- Born: February 12, 1917 St. Louis, Missouri, U.S.
- Died: June 1, 2011 (aged 94) Clayton, Missouri, US
- Education: Yale University
- Occupations: Businessman, philanthropist
- Known for: President, founder McConnell Douglas Automation
- Spouse: Laura Rand
- Children: 3, including Laura X
- Parent(s): William R. Orthwein Nina Kent Baldwin
- Relatives: William D. Orthwein (greatfather) Frederick C. Orthwein (uncle) Frank C. Rand (father-in-law)

= William R. Orthwein Jr. =

American businessman & philanthropist (1917–2011)

William R. Orthwein Jr. (February 12, 1917 - June 1, 2011) was an American businessman and philanthropist.

==Early life==
William R. Orthwein Jr. was born February 12, 1917, in St. Louis, Missouri. His father, William R. Orthwein, was a prominent St. Louis attorney and 1948 Missouri candidate for Lieutenant Governor who won a bronze medal in water polo at the 1904 Summer Olympics. His mother Nina Kent Baldwin, was a schoolteacher. He had two brothers, Robert Baldwin Orthwein and David Kent Orthwein. His paternal grandfather, William D. Orthwein (1841–1925), was a German-born grain merchant in St. Louis.

Orthwein was educated at the Rossman School and the St. Louis Country Day School. He graduated from Yale University, where he received a degree in business in 1938.

==Business career==
Orthwein started his career as a salesman for the General American Life Insurance, now part of MetLife. In 1942, he joined McDonnell Douglas, now Boeing. He served as the president and chairman of one of its subsidiaries, the McDonnell Automation Co., from 1970 to 1982, and served on McDonnell Douglas's board of directors for 36 years from 1975 until his death on June 1, 2011. During his tenure with McDonnell Douglas, the company was considered one of the leading global enterprises in their field. In the 1990s Orthwein was an owner of the New England Patriots professional football franchise.

He served on the boards of directors of the Mercantile Bancorporation and the Microdata Corporation.

==Philanthropy==
Orthwein was a generous philanthropist in St. Louis, Missouri. Over the years, he and his wife donated millions of dollars to the St. Louis Symphony Orchestra, Saint Louis Science Center, the Missouri Botanical Garden, and the Saint Louis Zoo, where they established the Orthwein Animal Nutrition Center. Orthwein served on the Boards of Trustees of the Boy Scouts of America, the Missouri Historical Society, the United Fund (now the United Way), and St. Luke's Hospital. He also endowed the William R. Orthwein chair at the Washington University School of Law.
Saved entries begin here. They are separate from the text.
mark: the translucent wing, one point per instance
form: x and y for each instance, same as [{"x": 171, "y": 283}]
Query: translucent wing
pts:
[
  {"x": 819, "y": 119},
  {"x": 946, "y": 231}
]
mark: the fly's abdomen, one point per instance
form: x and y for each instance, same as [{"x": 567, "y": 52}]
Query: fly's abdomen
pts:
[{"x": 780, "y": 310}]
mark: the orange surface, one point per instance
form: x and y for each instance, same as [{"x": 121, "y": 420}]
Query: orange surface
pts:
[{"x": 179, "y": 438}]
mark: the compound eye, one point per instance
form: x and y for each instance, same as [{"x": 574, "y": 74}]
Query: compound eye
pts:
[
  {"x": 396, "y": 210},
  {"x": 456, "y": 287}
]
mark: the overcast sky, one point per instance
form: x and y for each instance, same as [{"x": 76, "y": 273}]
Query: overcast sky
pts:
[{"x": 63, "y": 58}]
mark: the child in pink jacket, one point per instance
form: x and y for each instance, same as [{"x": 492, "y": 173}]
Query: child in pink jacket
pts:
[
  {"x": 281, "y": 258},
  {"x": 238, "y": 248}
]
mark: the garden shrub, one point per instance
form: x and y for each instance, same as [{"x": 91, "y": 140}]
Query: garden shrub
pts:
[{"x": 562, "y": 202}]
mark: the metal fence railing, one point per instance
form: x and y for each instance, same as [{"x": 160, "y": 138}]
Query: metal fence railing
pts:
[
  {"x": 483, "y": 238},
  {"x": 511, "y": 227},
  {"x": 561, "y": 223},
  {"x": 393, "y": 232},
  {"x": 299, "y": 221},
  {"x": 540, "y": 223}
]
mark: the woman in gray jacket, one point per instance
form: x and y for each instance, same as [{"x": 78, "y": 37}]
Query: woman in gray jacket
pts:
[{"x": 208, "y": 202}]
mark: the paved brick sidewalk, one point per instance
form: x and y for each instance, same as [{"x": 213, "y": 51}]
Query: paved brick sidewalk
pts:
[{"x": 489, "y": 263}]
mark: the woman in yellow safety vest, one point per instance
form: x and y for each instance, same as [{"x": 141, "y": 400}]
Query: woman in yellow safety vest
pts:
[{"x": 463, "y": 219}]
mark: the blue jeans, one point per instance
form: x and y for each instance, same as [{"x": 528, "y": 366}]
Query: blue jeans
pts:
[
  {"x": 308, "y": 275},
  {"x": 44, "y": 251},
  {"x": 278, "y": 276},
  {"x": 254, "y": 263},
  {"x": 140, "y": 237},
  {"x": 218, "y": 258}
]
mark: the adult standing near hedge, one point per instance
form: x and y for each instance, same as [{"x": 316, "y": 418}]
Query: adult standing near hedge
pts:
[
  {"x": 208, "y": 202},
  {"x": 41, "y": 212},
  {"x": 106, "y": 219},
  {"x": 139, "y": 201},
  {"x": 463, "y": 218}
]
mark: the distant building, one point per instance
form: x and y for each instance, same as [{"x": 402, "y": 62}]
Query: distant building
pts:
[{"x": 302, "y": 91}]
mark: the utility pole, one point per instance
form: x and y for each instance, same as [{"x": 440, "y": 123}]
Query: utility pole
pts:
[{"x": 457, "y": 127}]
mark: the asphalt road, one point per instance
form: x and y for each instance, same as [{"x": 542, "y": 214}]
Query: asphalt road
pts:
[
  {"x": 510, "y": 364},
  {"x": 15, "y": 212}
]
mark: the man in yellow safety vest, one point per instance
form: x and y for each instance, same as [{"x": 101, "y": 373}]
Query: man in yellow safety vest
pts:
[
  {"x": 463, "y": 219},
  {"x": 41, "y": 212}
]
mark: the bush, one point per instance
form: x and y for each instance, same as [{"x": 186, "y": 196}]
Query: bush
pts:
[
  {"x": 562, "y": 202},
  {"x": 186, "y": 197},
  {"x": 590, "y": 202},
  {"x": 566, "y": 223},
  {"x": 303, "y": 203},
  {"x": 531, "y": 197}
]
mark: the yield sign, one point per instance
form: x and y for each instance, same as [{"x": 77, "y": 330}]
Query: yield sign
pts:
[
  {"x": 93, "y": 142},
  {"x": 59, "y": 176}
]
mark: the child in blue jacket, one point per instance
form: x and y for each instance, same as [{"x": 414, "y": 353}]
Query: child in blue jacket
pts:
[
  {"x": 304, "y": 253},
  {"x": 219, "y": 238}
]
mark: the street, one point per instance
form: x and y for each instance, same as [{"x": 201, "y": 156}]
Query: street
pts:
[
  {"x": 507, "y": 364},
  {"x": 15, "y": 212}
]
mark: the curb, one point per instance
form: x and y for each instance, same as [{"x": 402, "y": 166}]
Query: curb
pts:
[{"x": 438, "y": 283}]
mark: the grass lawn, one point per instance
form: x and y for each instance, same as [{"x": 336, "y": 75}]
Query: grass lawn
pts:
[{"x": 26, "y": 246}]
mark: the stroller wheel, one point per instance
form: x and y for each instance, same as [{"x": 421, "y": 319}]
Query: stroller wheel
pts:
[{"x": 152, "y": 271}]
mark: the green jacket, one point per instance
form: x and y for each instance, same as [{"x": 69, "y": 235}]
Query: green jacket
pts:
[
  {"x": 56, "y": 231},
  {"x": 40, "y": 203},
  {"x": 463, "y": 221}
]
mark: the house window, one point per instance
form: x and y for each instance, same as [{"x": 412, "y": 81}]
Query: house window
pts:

Orthwein and his wife founded the William R. and Laura Rand Orthwein Foundation 2004, which had US$33 million under assets by 2009. Through the foundation, Orthwein donated US$2.5 million to the Yale School of Medicine to support scholarship in Ophthalmology and Visual Sciences in 2007. In 2015, posthumously, the foundation donated US$1 million to 'The Muny', an outdoors amphitheater in St. Louis.

==Personal life==
Orthwein married Laura Hale Rand, the daughter of Frank C. Rand, and the 1938 Queen at the Veiled Prophet Ball. The family resided in Clayton, Missouri. They had three daughters, Nina, Nettie and Laura Orthwein, known later as Laura Shaw Murra and as Laura X, who was 1959 Veiled Prophet Queen.

==Death==
Orthwein died of pneumonia on June 1, 2011, in Clayton, Missouri. His funeral took place at the Second Presbyterian Church in St. Louis and he was buried at the historic Bellefontaine Cemetery.